Setelah misa, jemaat berkumpul di halaman gereja, berinteraksi dengan masyarakat umum, lintas suku dan agama, termasuk saya. Mereka menari dengan iringan musik khas Betawi persembahan Kelompok Gambang Kromong Ratna Sari, dari Ciracas, Jakarta Timur.




Sebenarnya, ada satu rangkaian ritual khas Betawi yang luput saya hadiri, yaitu prosesi Ngaduk Dodol, satu sehari sebelum perayaan sedekah bumi. Ritual ini rutin dihadiri oleh komunitas Muslim dan agama lain di Kampung Sawah.
Menurut penjelasan Pak Matheus Nalih, komunitas Betawi Katolik Kampung Sawah mulai terbentuk pada 6 Oktober 1896, dengan dibaptisnya 18 orang penduduk Betawi asli Kampung Sawah. Bangunan gerejanya sendiri baru dibangun pada tahun 1936 dan direnovasi menjadi bentuk seperti sekarang di tahun 1993. Saat ini Gereja Santo Servatius memiliki sekitar sepuluh ribu jemaat yang tersebar dalam empat kecamatan, Pondok Melati, Jati Ranggon, dan sebagian Jatiasih serta Jatisampurna.
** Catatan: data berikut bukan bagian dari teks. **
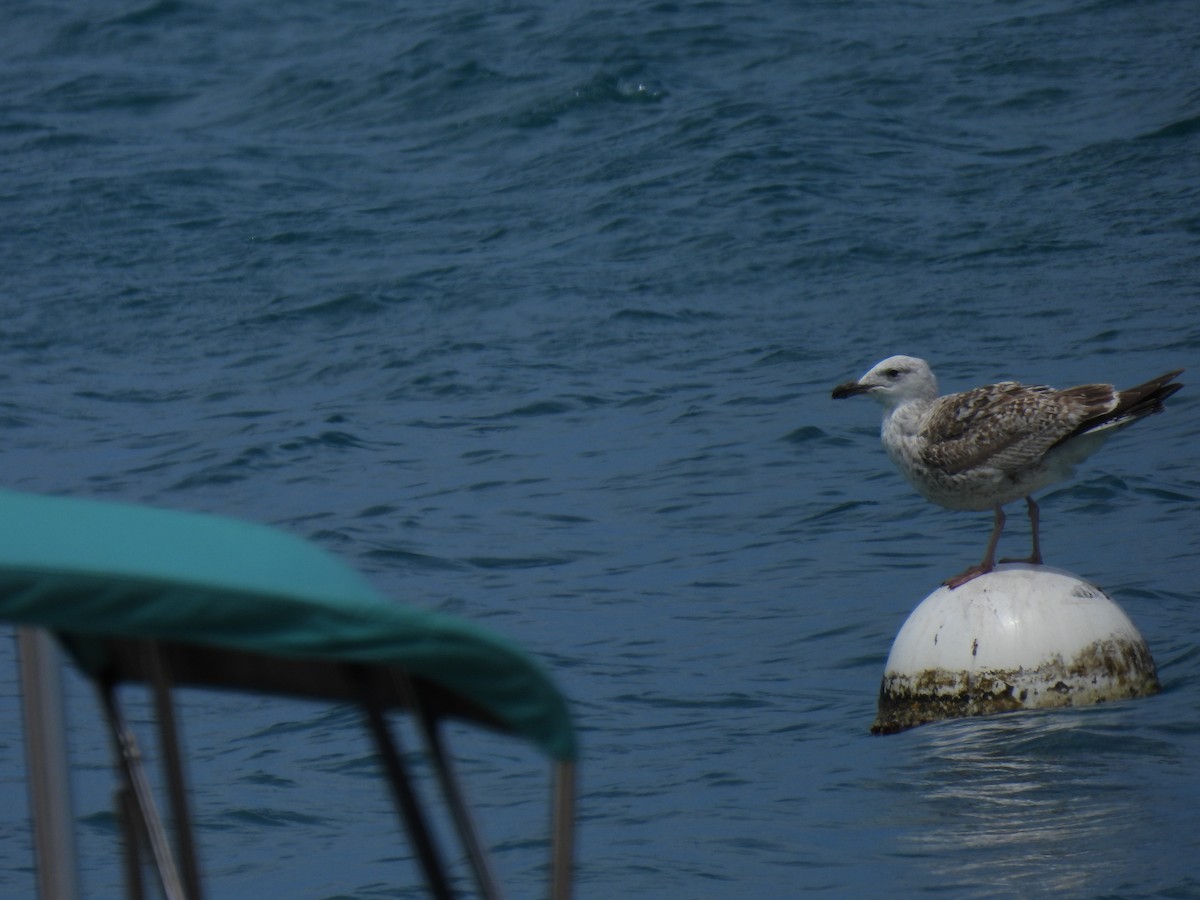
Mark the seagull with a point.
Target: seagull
(995, 444)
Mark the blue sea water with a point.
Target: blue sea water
(531, 311)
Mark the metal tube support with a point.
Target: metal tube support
(563, 843)
(459, 810)
(130, 760)
(407, 802)
(47, 766)
(173, 763)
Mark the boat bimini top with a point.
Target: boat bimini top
(169, 599)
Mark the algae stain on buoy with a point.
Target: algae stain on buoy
(1020, 637)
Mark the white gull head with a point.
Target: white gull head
(894, 382)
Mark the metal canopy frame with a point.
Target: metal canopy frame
(163, 665)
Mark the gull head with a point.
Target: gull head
(893, 382)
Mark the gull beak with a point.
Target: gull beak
(850, 389)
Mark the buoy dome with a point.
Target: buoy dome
(1023, 636)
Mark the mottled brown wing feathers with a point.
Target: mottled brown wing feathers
(1008, 425)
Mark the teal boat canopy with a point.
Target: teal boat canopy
(249, 606)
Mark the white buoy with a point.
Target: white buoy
(1020, 637)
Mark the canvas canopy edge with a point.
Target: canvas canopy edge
(94, 570)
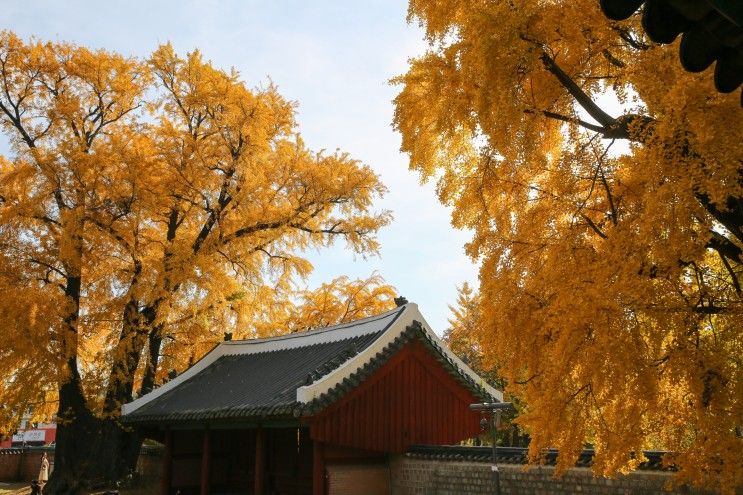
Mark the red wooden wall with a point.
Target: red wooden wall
(410, 400)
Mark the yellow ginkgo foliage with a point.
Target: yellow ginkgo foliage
(146, 208)
(609, 235)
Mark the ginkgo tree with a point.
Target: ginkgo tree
(609, 235)
(146, 208)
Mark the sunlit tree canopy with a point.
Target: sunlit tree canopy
(609, 235)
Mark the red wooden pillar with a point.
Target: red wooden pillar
(206, 461)
(167, 464)
(260, 461)
(318, 468)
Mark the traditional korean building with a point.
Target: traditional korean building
(275, 415)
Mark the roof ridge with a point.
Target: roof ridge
(316, 331)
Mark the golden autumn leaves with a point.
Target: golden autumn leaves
(610, 293)
(148, 206)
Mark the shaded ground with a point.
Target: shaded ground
(21, 488)
(14, 488)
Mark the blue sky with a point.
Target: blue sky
(335, 59)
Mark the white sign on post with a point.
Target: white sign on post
(34, 436)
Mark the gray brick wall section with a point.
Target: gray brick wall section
(430, 477)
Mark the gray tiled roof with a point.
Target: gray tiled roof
(295, 375)
(250, 384)
(243, 383)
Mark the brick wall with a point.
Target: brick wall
(428, 477)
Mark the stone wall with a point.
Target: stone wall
(430, 477)
(23, 464)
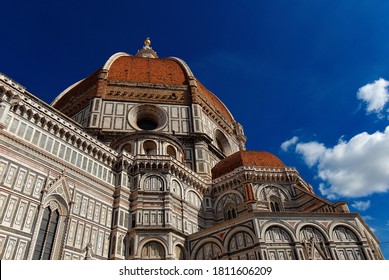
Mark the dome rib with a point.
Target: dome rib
(246, 158)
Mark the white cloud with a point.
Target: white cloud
(355, 168)
(368, 218)
(311, 152)
(361, 205)
(376, 95)
(285, 146)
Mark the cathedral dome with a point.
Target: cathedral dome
(246, 158)
(143, 78)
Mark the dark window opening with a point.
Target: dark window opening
(46, 235)
(147, 124)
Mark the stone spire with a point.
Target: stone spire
(147, 50)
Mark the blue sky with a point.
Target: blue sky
(308, 80)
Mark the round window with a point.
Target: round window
(147, 117)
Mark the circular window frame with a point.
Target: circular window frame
(147, 112)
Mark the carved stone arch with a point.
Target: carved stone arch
(279, 243)
(314, 225)
(281, 224)
(231, 234)
(150, 241)
(264, 191)
(52, 204)
(29, 113)
(179, 251)
(350, 227)
(176, 188)
(197, 197)
(61, 188)
(208, 245)
(221, 200)
(158, 180)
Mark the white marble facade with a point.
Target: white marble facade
(67, 192)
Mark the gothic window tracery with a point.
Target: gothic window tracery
(150, 147)
(281, 246)
(46, 235)
(314, 244)
(171, 151)
(194, 199)
(230, 212)
(209, 251)
(153, 183)
(240, 241)
(153, 250)
(348, 245)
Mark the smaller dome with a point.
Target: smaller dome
(246, 158)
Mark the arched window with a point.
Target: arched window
(153, 250)
(280, 244)
(222, 143)
(46, 235)
(348, 246)
(128, 148)
(230, 212)
(171, 151)
(153, 183)
(179, 253)
(275, 204)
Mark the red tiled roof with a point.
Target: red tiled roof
(149, 70)
(246, 158)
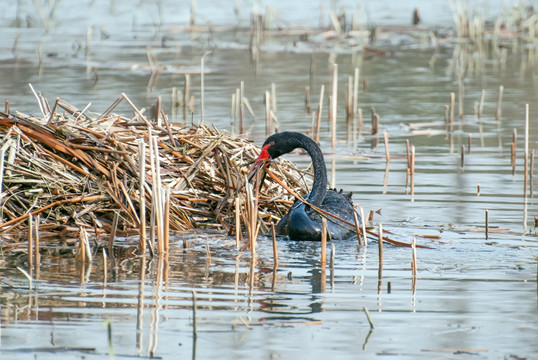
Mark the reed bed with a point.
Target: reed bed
(101, 174)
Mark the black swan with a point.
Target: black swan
(302, 222)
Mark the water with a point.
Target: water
(473, 296)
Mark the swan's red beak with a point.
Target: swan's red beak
(262, 160)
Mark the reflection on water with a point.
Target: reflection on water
(473, 297)
(240, 302)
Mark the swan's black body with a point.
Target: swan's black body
(302, 222)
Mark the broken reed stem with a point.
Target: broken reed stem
(486, 230)
(513, 151)
(320, 109)
(499, 101)
(370, 321)
(357, 227)
(334, 96)
(275, 250)
(380, 241)
(194, 311)
(237, 221)
(142, 191)
(323, 243)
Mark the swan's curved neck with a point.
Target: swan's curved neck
(319, 187)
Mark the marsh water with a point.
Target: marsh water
(474, 297)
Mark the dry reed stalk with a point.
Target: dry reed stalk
(526, 151)
(380, 242)
(334, 97)
(320, 109)
(275, 250)
(370, 321)
(486, 230)
(361, 120)
(357, 227)
(355, 98)
(194, 319)
(186, 96)
(414, 267)
(363, 222)
(323, 243)
(412, 170)
(307, 100)
(387, 152)
(166, 225)
(267, 114)
(237, 221)
(375, 122)
(202, 84)
(242, 108)
(498, 113)
(481, 106)
(37, 251)
(30, 245)
(513, 151)
(531, 171)
(142, 194)
(273, 98)
(451, 112)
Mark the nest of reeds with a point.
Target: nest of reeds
(79, 170)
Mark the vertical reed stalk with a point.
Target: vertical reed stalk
(194, 320)
(357, 227)
(499, 102)
(275, 250)
(387, 152)
(380, 242)
(267, 114)
(451, 112)
(481, 106)
(526, 154)
(237, 221)
(273, 97)
(412, 170)
(323, 242)
(202, 73)
(30, 244)
(37, 250)
(486, 231)
(334, 97)
(242, 108)
(166, 225)
(320, 109)
(186, 97)
(363, 222)
(142, 191)
(513, 151)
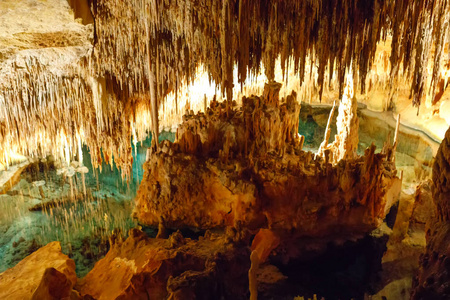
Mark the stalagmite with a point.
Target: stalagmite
(346, 139)
(324, 145)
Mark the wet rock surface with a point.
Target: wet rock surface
(173, 268)
(45, 274)
(433, 280)
(228, 167)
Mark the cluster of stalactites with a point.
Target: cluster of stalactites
(44, 111)
(173, 37)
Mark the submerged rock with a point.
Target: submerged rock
(433, 279)
(45, 274)
(246, 166)
(174, 268)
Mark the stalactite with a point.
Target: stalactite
(329, 37)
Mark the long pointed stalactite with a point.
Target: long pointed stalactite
(177, 36)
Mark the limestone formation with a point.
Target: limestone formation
(95, 83)
(432, 281)
(45, 274)
(174, 268)
(244, 166)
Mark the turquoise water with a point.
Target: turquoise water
(83, 225)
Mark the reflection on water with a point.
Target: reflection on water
(46, 206)
(83, 222)
(415, 151)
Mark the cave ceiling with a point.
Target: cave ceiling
(65, 82)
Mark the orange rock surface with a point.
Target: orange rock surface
(21, 281)
(433, 279)
(246, 166)
(174, 268)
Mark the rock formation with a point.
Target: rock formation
(175, 268)
(99, 83)
(245, 167)
(45, 274)
(433, 279)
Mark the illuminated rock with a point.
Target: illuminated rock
(227, 170)
(174, 268)
(36, 270)
(432, 280)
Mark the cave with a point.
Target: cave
(232, 149)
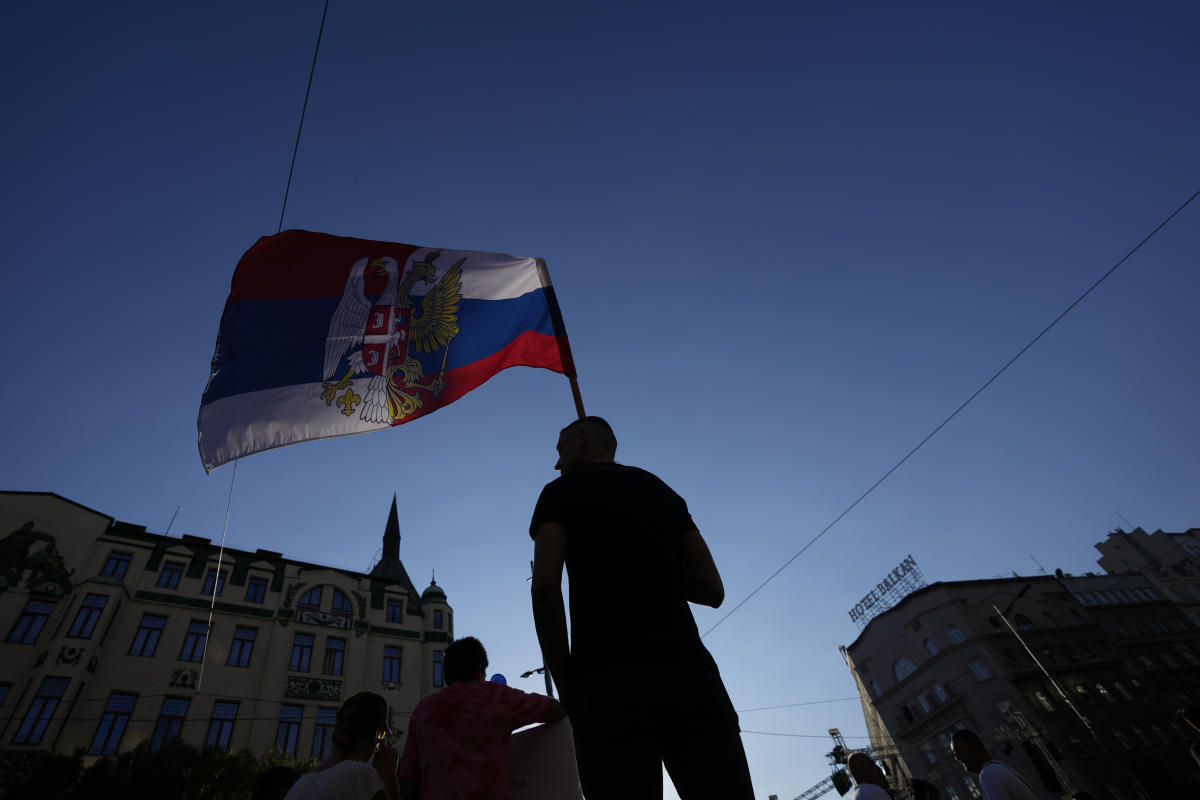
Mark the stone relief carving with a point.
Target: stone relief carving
(35, 552)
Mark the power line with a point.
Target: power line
(792, 705)
(955, 413)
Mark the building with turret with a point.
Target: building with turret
(114, 636)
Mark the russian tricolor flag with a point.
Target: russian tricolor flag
(327, 336)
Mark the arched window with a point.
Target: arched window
(341, 603)
(311, 599)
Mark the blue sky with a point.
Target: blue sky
(787, 240)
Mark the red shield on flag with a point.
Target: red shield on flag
(385, 340)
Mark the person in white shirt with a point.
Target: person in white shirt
(999, 781)
(868, 779)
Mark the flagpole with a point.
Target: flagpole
(575, 394)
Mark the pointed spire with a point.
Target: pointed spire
(391, 534)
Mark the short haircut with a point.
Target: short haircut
(599, 426)
(463, 660)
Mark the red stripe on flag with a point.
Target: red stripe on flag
(298, 264)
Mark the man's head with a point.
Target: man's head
(583, 441)
(466, 661)
(361, 722)
(969, 750)
(864, 770)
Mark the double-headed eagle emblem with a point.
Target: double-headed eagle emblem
(385, 331)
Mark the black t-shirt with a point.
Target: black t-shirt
(624, 561)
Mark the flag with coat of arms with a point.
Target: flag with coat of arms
(327, 336)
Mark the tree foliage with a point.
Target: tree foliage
(177, 770)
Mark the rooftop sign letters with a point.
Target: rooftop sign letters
(887, 593)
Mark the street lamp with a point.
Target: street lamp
(550, 690)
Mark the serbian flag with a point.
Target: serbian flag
(325, 336)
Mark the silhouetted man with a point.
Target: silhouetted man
(999, 781)
(641, 690)
(457, 743)
(868, 776)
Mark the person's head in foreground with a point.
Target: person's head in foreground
(583, 441)
(465, 661)
(864, 770)
(361, 726)
(969, 750)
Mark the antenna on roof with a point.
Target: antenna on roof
(172, 521)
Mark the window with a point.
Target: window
(221, 727)
(979, 669)
(172, 571)
(243, 647)
(171, 720)
(301, 653)
(340, 603)
(117, 565)
(335, 654)
(256, 590)
(288, 732)
(112, 723)
(210, 578)
(145, 641)
(323, 733)
(41, 709)
(311, 600)
(30, 621)
(391, 665)
(87, 617)
(193, 643)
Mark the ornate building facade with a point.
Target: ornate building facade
(108, 641)
(1081, 692)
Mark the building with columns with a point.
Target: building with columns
(108, 641)
(1072, 680)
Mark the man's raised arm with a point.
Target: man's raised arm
(702, 582)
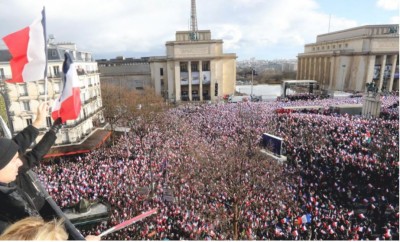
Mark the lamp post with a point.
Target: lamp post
(252, 76)
(343, 68)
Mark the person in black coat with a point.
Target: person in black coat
(18, 198)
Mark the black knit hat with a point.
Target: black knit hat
(8, 149)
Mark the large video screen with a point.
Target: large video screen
(272, 143)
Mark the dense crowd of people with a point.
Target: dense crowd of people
(341, 175)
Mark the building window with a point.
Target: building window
(139, 85)
(48, 121)
(206, 66)
(41, 88)
(23, 91)
(26, 106)
(195, 66)
(56, 70)
(56, 87)
(183, 66)
(2, 76)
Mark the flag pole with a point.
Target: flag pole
(45, 51)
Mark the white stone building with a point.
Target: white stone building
(23, 99)
(348, 59)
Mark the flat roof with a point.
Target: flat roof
(304, 107)
(94, 141)
(300, 81)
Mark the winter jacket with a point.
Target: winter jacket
(20, 199)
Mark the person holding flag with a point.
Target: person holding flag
(21, 194)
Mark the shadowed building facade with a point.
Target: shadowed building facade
(22, 99)
(348, 59)
(194, 70)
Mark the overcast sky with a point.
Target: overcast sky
(260, 29)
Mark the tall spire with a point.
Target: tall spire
(193, 22)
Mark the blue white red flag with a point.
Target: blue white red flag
(68, 106)
(28, 50)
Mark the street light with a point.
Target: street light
(344, 67)
(252, 75)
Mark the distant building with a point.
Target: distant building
(22, 99)
(194, 69)
(127, 72)
(348, 59)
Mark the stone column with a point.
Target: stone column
(383, 65)
(298, 75)
(314, 68)
(201, 80)
(331, 72)
(190, 80)
(370, 69)
(394, 62)
(177, 77)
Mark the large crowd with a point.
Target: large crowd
(341, 175)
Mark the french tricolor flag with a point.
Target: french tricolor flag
(68, 106)
(28, 50)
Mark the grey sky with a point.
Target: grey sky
(263, 29)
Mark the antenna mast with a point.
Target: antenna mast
(193, 22)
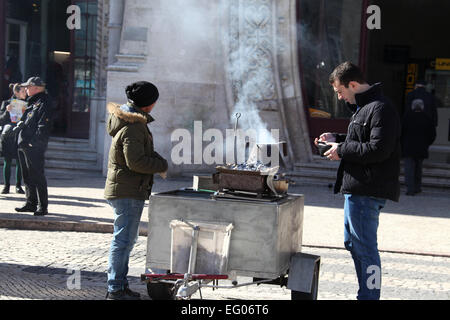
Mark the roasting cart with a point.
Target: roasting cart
(242, 226)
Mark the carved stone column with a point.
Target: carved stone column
(262, 70)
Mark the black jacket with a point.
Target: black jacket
(36, 127)
(370, 154)
(418, 133)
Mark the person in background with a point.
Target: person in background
(131, 166)
(426, 101)
(34, 132)
(369, 170)
(418, 133)
(8, 140)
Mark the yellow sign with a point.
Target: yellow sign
(411, 77)
(442, 64)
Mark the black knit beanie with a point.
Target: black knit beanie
(142, 93)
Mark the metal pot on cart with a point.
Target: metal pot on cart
(198, 237)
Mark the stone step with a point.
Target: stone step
(71, 165)
(71, 155)
(324, 172)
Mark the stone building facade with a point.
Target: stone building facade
(210, 59)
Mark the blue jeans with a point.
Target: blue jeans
(127, 215)
(360, 238)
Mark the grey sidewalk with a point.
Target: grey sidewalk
(417, 224)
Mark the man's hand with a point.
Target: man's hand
(163, 174)
(325, 137)
(332, 153)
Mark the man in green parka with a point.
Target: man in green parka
(131, 166)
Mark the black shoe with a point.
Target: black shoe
(132, 293)
(19, 190)
(126, 294)
(41, 212)
(26, 208)
(5, 189)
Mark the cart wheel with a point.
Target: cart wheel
(297, 295)
(161, 291)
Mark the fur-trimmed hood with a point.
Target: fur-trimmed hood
(122, 115)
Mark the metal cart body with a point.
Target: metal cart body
(266, 237)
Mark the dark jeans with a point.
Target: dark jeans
(32, 164)
(7, 172)
(413, 175)
(360, 238)
(127, 215)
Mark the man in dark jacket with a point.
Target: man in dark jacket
(132, 163)
(418, 133)
(424, 100)
(34, 131)
(368, 174)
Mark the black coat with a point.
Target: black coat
(418, 133)
(36, 119)
(370, 154)
(8, 140)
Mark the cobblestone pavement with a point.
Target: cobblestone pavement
(38, 265)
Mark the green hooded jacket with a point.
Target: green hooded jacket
(132, 159)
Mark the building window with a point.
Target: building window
(84, 51)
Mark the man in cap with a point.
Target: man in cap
(132, 163)
(34, 131)
(421, 98)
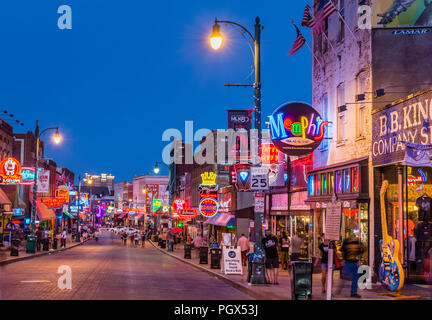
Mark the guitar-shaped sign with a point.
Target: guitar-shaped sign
(391, 274)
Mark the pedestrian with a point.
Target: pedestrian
(144, 235)
(296, 243)
(284, 250)
(198, 242)
(63, 239)
(272, 257)
(244, 245)
(323, 257)
(351, 251)
(124, 237)
(137, 238)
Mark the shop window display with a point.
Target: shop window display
(304, 226)
(417, 203)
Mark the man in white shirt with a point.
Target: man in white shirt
(244, 245)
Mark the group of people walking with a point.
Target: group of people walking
(283, 250)
(135, 238)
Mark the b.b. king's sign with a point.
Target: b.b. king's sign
(408, 121)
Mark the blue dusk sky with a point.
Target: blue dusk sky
(130, 69)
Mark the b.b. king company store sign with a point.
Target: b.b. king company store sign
(408, 121)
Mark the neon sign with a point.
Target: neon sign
(10, 171)
(412, 180)
(179, 204)
(208, 178)
(296, 128)
(208, 207)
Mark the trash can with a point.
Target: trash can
(301, 280)
(203, 255)
(31, 244)
(188, 251)
(215, 256)
(15, 247)
(45, 244)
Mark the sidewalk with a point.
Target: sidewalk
(6, 258)
(283, 290)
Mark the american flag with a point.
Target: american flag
(298, 43)
(308, 20)
(325, 9)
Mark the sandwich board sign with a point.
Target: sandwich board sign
(231, 260)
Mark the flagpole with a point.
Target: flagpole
(352, 33)
(313, 54)
(308, 45)
(329, 42)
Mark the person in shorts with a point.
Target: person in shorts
(272, 257)
(284, 250)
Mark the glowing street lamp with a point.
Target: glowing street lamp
(216, 39)
(254, 41)
(57, 137)
(57, 140)
(156, 169)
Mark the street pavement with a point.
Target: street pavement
(341, 288)
(109, 270)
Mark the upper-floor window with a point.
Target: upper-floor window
(341, 27)
(324, 114)
(361, 109)
(340, 93)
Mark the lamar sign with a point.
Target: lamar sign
(408, 121)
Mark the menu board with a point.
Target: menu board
(333, 221)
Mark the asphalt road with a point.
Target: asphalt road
(109, 270)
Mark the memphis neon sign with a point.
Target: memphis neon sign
(296, 128)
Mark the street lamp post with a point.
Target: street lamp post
(57, 140)
(216, 41)
(171, 181)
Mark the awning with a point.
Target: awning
(4, 198)
(43, 212)
(124, 214)
(221, 219)
(68, 215)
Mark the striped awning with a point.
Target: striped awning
(221, 219)
(4, 198)
(123, 215)
(43, 212)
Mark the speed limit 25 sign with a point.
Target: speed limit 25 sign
(259, 178)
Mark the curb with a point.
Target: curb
(240, 286)
(3, 263)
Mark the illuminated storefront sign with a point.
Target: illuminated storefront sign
(10, 171)
(179, 204)
(208, 178)
(419, 180)
(269, 154)
(27, 174)
(63, 192)
(338, 181)
(53, 202)
(188, 213)
(208, 207)
(296, 129)
(156, 204)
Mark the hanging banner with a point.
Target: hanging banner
(401, 13)
(259, 202)
(10, 171)
(333, 221)
(43, 182)
(231, 263)
(417, 155)
(296, 128)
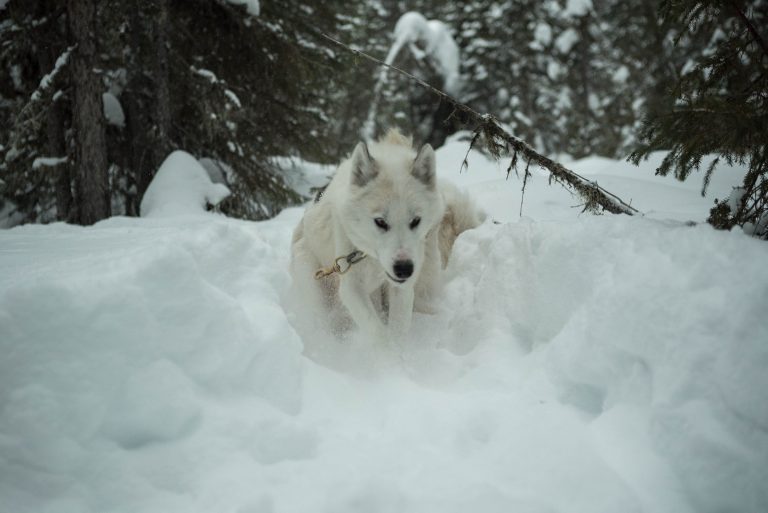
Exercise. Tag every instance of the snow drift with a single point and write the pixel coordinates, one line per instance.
(577, 363)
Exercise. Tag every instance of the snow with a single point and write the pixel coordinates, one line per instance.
(252, 7)
(48, 78)
(113, 111)
(413, 27)
(577, 7)
(181, 187)
(620, 75)
(543, 34)
(576, 362)
(48, 162)
(566, 40)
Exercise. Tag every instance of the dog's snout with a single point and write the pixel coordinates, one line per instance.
(403, 268)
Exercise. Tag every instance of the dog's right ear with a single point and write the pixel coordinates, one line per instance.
(363, 166)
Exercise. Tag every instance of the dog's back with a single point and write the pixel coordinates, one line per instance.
(313, 244)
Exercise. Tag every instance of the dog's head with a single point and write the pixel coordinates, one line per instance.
(392, 206)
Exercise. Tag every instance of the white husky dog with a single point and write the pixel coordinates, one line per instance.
(390, 225)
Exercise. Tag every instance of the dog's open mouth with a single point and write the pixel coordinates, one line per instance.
(396, 280)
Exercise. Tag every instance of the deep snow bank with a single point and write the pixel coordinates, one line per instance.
(578, 363)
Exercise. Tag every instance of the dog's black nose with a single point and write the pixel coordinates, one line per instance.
(403, 268)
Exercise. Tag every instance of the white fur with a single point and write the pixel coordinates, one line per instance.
(388, 180)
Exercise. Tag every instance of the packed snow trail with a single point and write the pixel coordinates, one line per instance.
(577, 363)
Dua ratus meter dari gereja terdapat Masjid Agung Al Jauhar dan Gereja Kristen Pasundan, suara lonceng gereja bergantian dengan panggilan sholat adalah kenormalan. Mereka semua hidup berdampingan, tidak lagi sebatas dalam semangat toleransi melainkan kerukunan antar umat beragama. Saling meminjamkan lahan parkir, saling menjaga ketertiban, saling menghadiri acara-acara non peribadatan. Hangat.
Sebagai warga Pondok Melati, saya bangga! Dan akan ikut mengambil peran menjaga kerukunan beragama, salah satunya dengan ikut menyebarkan kabar baik dari Kampung Sawah.